IMO, this will not be possible unless you use native calls. JVM is supposed to be platform independent, any system calls done to achieve this will not result in a portable code.

questzen
I'm not concerned about portability.
Dave
@questzen: and what if the system call is made only if the Java program is found to be run on an OS supporting said call? The code would still be portable but simply not set any CPU affinity on other OSes. This is the one thing that always crack me up: people screaming "non portable code" as soon as you do some JNI or some Runtime.exec(). I've got program that do both and that work on Linux, Windows and OS X.
Webinator
It's not about whether to use or not use native calls but about whether the platform supports this "out of the box". @questzen is right that the JVM will not abstract access to this because it's not very platform neutral. You might be able to find third party libraries that will do it.
PSpeed
A: 

The JVM takes care of your threads ... binding threads would more likely cause performance degradation than improvements --i.e., you have absolutely no control over data locality -- why would you want to bind a thread to some core ? Also the Java way of doing things is thread pools -- so even if you had controll over data locality and you had bound your threads cores.
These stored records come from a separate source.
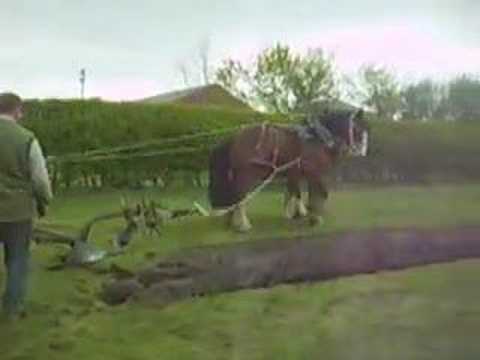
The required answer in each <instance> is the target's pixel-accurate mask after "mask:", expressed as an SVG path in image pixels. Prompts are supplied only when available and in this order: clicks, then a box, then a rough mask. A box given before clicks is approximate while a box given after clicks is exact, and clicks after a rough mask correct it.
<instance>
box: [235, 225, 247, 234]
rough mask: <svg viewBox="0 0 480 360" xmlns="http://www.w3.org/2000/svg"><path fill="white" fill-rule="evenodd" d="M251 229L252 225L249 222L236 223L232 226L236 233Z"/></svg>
mask: <svg viewBox="0 0 480 360" xmlns="http://www.w3.org/2000/svg"><path fill="white" fill-rule="evenodd" d="M251 229H252V225H250V224H238V225H234V226H233V230H235V231H236V232H238V233H242V234H244V233H247V232H249V231H250V230H251Z"/></svg>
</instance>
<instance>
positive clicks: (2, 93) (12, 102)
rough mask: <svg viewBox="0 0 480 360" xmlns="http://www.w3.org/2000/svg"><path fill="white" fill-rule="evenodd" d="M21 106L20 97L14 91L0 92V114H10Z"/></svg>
mask: <svg viewBox="0 0 480 360" xmlns="http://www.w3.org/2000/svg"><path fill="white" fill-rule="evenodd" d="M21 106H22V99H21V98H20V96H18V95H16V94H14V93H0V114H11V113H12V112H14V111H15V110H17V109H18V108H19V107H21Z"/></svg>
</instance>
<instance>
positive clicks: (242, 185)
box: [230, 166, 263, 232]
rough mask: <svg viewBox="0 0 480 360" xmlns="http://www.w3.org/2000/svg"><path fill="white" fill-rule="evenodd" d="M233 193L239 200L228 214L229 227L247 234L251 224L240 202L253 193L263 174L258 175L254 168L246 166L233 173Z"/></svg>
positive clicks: (252, 167)
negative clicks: (234, 182)
mask: <svg viewBox="0 0 480 360" xmlns="http://www.w3.org/2000/svg"><path fill="white" fill-rule="evenodd" d="M235 173H236V176H235V180H234V182H235V185H234V187H235V191H236V193H237V195H238V196H237V197H238V199H239V201H240V202H239V203H237V205H235V206H234V208H233V209H232V211H231V214H230V225H231V226H232V228H233V229H234V230H235V231H238V232H248V231H250V230H251V228H252V224H251V223H250V220H249V219H248V216H247V204H246V203H245V202H243V203H242V202H241V200H242V199H244V198H245V197H246V196H248V194H249V192H250V191H253V190H254V189H255V187H256V186H257V185H258V183H259V182H260V179H262V177H263V174H262V173H258V170H257V169H256V168H255V167H254V166H246V167H244V168H242V169H240V170H237V171H235Z"/></svg>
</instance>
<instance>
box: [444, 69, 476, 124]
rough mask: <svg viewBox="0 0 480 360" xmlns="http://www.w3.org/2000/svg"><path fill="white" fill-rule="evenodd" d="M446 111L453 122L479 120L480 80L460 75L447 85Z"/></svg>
mask: <svg viewBox="0 0 480 360" xmlns="http://www.w3.org/2000/svg"><path fill="white" fill-rule="evenodd" d="M448 88H449V94H448V99H447V107H448V111H449V113H450V115H451V117H453V119H455V120H466V121H472V120H480V79H479V78H477V77H475V76H473V75H461V76H459V77H457V78H455V79H453V80H452V81H451V82H450V83H449V86H448Z"/></svg>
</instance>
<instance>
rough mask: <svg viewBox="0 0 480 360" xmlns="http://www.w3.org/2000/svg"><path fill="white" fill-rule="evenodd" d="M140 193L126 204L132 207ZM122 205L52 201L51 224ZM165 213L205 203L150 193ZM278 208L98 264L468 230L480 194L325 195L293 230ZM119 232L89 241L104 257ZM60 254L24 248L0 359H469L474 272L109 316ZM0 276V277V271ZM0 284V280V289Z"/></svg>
mask: <svg viewBox="0 0 480 360" xmlns="http://www.w3.org/2000/svg"><path fill="white" fill-rule="evenodd" d="M143 194H144V193H142V192H136V193H131V196H132V197H140V196H142V195H143ZM120 195H121V194H120V193H115V192H103V193H90V194H70V195H68V196H66V195H65V196H61V197H59V198H57V199H56V200H55V202H54V204H53V205H52V207H51V212H50V214H49V219H47V220H49V221H52V222H57V223H62V224H63V225H65V226H66V227H68V226H71V227H73V228H75V227H77V228H78V227H79V226H80V224H81V223H83V222H84V221H86V220H87V219H88V218H89V217H90V216H91V215H92V214H98V213H101V212H104V211H105V212H106V211H110V210H115V209H117V208H118V206H119V199H120ZM149 196H152V197H155V198H157V199H160V200H161V201H162V202H163V203H164V204H165V205H167V206H169V207H172V208H175V207H189V206H191V204H192V202H193V201H200V202H202V203H206V202H205V199H204V198H203V196H202V195H201V193H200V192H196V191H193V190H192V191H177V192H175V191H171V192H170V193H169V194H166V193H162V192H151V193H149ZM281 207H282V197H281V194H278V193H275V192H266V193H264V194H261V195H260V196H259V197H258V198H256V199H255V201H254V203H253V204H252V210H251V220H252V222H253V225H254V230H253V231H252V233H250V234H248V235H239V234H233V233H231V232H229V231H228V230H227V229H225V228H224V226H223V224H222V221H221V219H211V218H192V219H186V220H182V221H176V222H172V223H170V224H168V225H167V226H166V227H165V229H164V231H163V236H162V238H160V239H154V238H143V237H138V238H136V239H135V241H134V242H133V243H132V244H131V247H130V248H129V252H128V253H127V254H126V255H122V256H121V257H118V258H114V259H112V260H110V261H109V263H105V264H103V265H101V266H100V267H108V266H109V265H110V263H112V262H113V263H115V264H117V265H119V266H122V267H126V268H132V269H135V268H137V267H140V266H142V264H145V263H146V262H147V261H148V260H147V259H150V258H151V257H152V256H162V255H167V254H170V253H172V252H176V251H179V250H181V249H186V248H191V247H194V246H202V245H206V244H218V243H233V242H236V241H251V240H253V239H262V238H272V237H277V236H278V237H279V236H292V237H293V236H296V235H309V234H321V235H322V236H325V237H327V236H328V234H329V233H332V232H335V231H339V230H346V229H349V230H351V229H364V228H372V227H412V226H415V227H448V226H455V225H457V224H478V223H479V222H480V211H479V210H480V186H476V185H470V186H458V187H455V186H438V187H430V188H418V187H409V188H382V189H378V190H355V191H339V192H333V193H332V195H331V198H330V200H329V203H328V213H327V216H326V223H325V225H324V226H323V227H321V228H316V229H312V228H305V227H303V226H300V225H299V224H298V223H289V222H286V221H284V220H283V218H282V209H281ZM120 227H121V223H120V222H112V223H108V224H105V225H103V226H100V227H99V228H98V229H95V232H94V234H93V239H94V241H95V242H96V243H98V244H102V245H105V246H108V243H109V241H110V239H111V238H112V236H113V234H114V232H115V231H118V230H119V229H120ZM63 251H64V249H62V248H61V247H57V246H37V247H35V248H34V250H33V252H34V264H33V269H32V279H31V291H30V298H29V302H28V309H29V310H30V311H29V315H28V317H27V318H26V319H23V320H22V321H20V322H18V323H16V324H14V325H13V326H12V325H10V326H7V325H6V324H0V339H1V340H0V359H1V360H4V359H17V360H20V359H62V360H63V359H89V360H93V359H102V360H110V359H112V360H113V359H115V360H121V359H132V360H133V359H248V360H250V359H320V358H323V359H402V360H404V359H478V356H479V354H480V343H479V342H478V340H477V338H476V337H477V336H476V335H477V331H478V329H480V302H479V299H480V288H479V287H478V279H477V278H478V275H479V274H480V261H462V262H457V263H453V264H447V265H435V266H428V267H424V268H417V269H410V270H408V271H401V272H385V273H379V274H375V275H361V276H355V277H352V278H347V279H341V280H335V281H329V282H325V283H318V284H302V285H289V286H279V287H276V288H273V289H268V290H252V291H241V292H236V293H230V294H224V295H219V296H212V297H206V298H201V299H192V300H189V301H185V302H182V303H178V304H175V305H171V306H169V307H166V308H163V309H159V308H149V307H145V306H142V305H140V304H134V305H123V306H120V307H115V308H108V307H106V306H105V305H103V304H102V303H101V302H100V301H98V300H97V298H96V295H97V292H98V290H99V287H100V284H101V283H102V281H104V280H105V279H106V278H105V276H101V275H98V274H94V273H93V272H91V271H88V270H84V269H67V270H65V271H56V272H51V271H47V270H46V269H45V268H46V266H48V265H50V264H52V263H54V262H55V261H56V255H57V254H58V253H61V252H63ZM1 271H3V269H2V270H1ZM3 285H4V273H3V272H0V287H2V288H3Z"/></svg>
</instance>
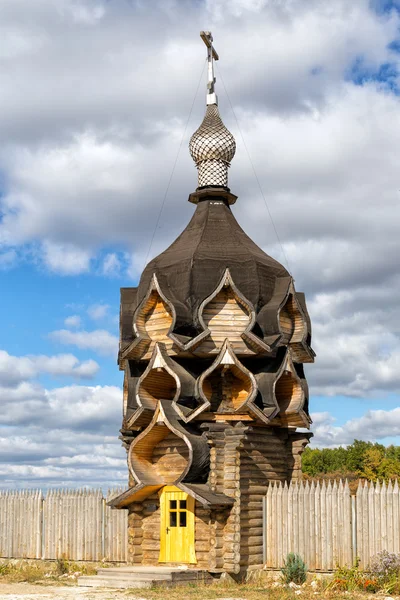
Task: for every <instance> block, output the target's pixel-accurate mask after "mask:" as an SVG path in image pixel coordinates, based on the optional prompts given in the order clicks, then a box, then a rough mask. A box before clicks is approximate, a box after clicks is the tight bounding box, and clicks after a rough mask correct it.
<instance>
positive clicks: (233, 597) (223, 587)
mask: <svg viewBox="0 0 400 600" xmlns="http://www.w3.org/2000/svg"><path fill="white" fill-rule="evenodd" d="M326 587H327V582H321V585H320V587H319V589H318V590H316V589H314V588H311V587H310V586H309V585H307V586H304V587H302V588H300V590H299V591H301V594H298V595H297V594H296V591H297V590H293V589H290V588H286V587H279V588H277V587H276V588H273V587H271V583H265V584H229V583H218V584H213V585H211V586H205V585H189V586H180V587H178V588H174V589H169V590H168V591H166V590H165V589H162V588H158V589H157V588H156V589H152V590H140V593H138V592H139V590H131V591H130V593H131V594H132V596H133V597H138V596H140V598H146V600H165V599H166V598H168V600H295V599H297V598H299V599H300V600H311V599H312V600H318V599H321V600H323V599H326V600H328V599H330V600H340V599H343V600H344V599H346V600H356V599H357V600H367V599H370V598H371V599H372V598H376V595H371V594H363V593H359V592H338V591H332V590H329V589H328V590H326V589H325V588H326Z"/></svg>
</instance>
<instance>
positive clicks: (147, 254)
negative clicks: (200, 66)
mask: <svg viewBox="0 0 400 600" xmlns="http://www.w3.org/2000/svg"><path fill="white" fill-rule="evenodd" d="M206 63H207V59H206V60H205V62H204V64H203V67H202V70H201V74H200V78H199V82H198V84H197V88H196V93H195V95H194V97H193V102H192V106H191V107H190V111H189V116H188V118H187V121H186V125H185V129H184V130H183V133H182V137H181V141H180V144H179V148H178V152H177V154H176V157H175V161H174V164H173V166H172V171H171V175H170V177H169V180H168V184H167V188H166V190H165V194H164V198H163V201H162V203H161V206H160V210H159V212H158V216H157V221H156V224H155V227H154V231H153V235H152V236H151V240H150V246H149V249H148V251H147V255H146V259H145V261H144V265H143V268H144V267H145V266H146V265H147V261H148V259H149V256H150V252H151V249H152V246H153V242H154V238H155V236H156V232H157V229H158V225H159V223H160V219H161V215H162V212H163V209H164V205H165V201H166V199H167V196H168V192H169V188H170V186H171V181H172V178H173V176H174V173H175V168H176V165H177V162H178V158H179V154H180V152H181V149H182V144H183V140H184V139H185V135H186V131H187V128H188V125H189V121H190V117H191V116H192V112H193V108H194V103H195V102H196V98H197V94H198V93H199V88H200V84H201V80H202V79H203V73H204V68H205V66H206Z"/></svg>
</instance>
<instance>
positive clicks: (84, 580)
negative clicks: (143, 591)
mask: <svg viewBox="0 0 400 600" xmlns="http://www.w3.org/2000/svg"><path fill="white" fill-rule="evenodd" d="M78 586H80V587H101V588H112V589H128V588H133V589H139V588H140V589H149V588H151V587H153V581H152V580H151V579H149V580H135V579H124V578H122V576H121V577H120V578H114V577H99V576H98V575H93V576H89V575H84V576H82V577H78Z"/></svg>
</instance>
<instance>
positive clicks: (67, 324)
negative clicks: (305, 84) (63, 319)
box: [64, 315, 81, 327]
mask: <svg viewBox="0 0 400 600" xmlns="http://www.w3.org/2000/svg"><path fill="white" fill-rule="evenodd" d="M64 325H65V326H66V327H80V326H81V318H80V316H79V315H70V316H69V317H67V318H66V319H64Z"/></svg>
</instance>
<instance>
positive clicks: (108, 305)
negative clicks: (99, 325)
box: [87, 304, 110, 321]
mask: <svg viewBox="0 0 400 600" xmlns="http://www.w3.org/2000/svg"><path fill="white" fill-rule="evenodd" d="M109 308H110V307H109V305H108V304H92V305H91V306H89V307H88V309H87V314H88V315H89V317H90V318H91V319H93V320H94V321H98V320H101V319H104V317H105V316H106V315H107V313H108V310H109Z"/></svg>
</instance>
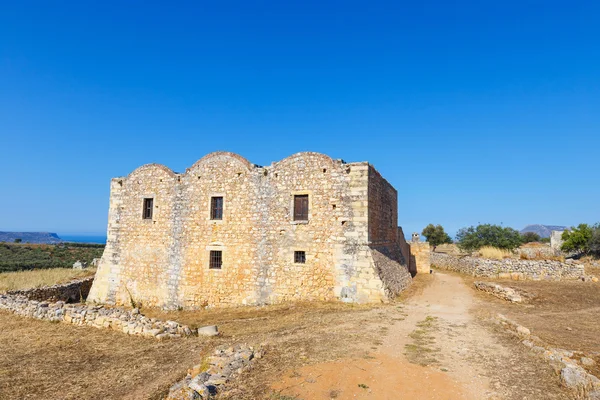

If you make use of the pools your tasks will fly around to different threads.

Hassan Syed
I've got a couple of threads that are very I/O intensive, and some that are very CPU intensive. In C it was critical to isolate them from each other. Is this not the case with Java? I can't imagine how it can know that, so I can't imagine performance is better with a generic scheduling scheme than one in which I can give it some guidance/prior knowledge.
Dave
Have two layers then IMO, one for the C threads and one for the JAVA.
Hassan Syed
Sorry for the confusion - in the past I've worked in C, and this is what I've done. Now I have to work in Java, and I'm hoping to accomplish something similar. For the time being, C is not an option.
Dave
I doubt you can solve this problem without managing your IO threads externally.
Hassan Syed
I fear if your I/O routines are that intensive that you may run into memory bottle necks, etc. long before thread affinity becomes a critical element. Java can move objects around in memory to support its needs and this can kill the kind of stuff we really cared about in high-performance C/assembly code. If you move even your buffer management to native code then you might work around this... and have an 'in' into dealing with thread affinity as well. But some native code will be required either from you or a third party library.
PSpeed
A: 

It's not possible (at least with plain Java).

You can use thread pools to limit the amount of threads (and therefore cores) used for different types of work, but there is no way to specify a core to use.

There is even the (small) possibility that your Java runtime doesn't support native threading for your OS or hardware. In this case, green threads are used and only one core will be used for the whole JVM.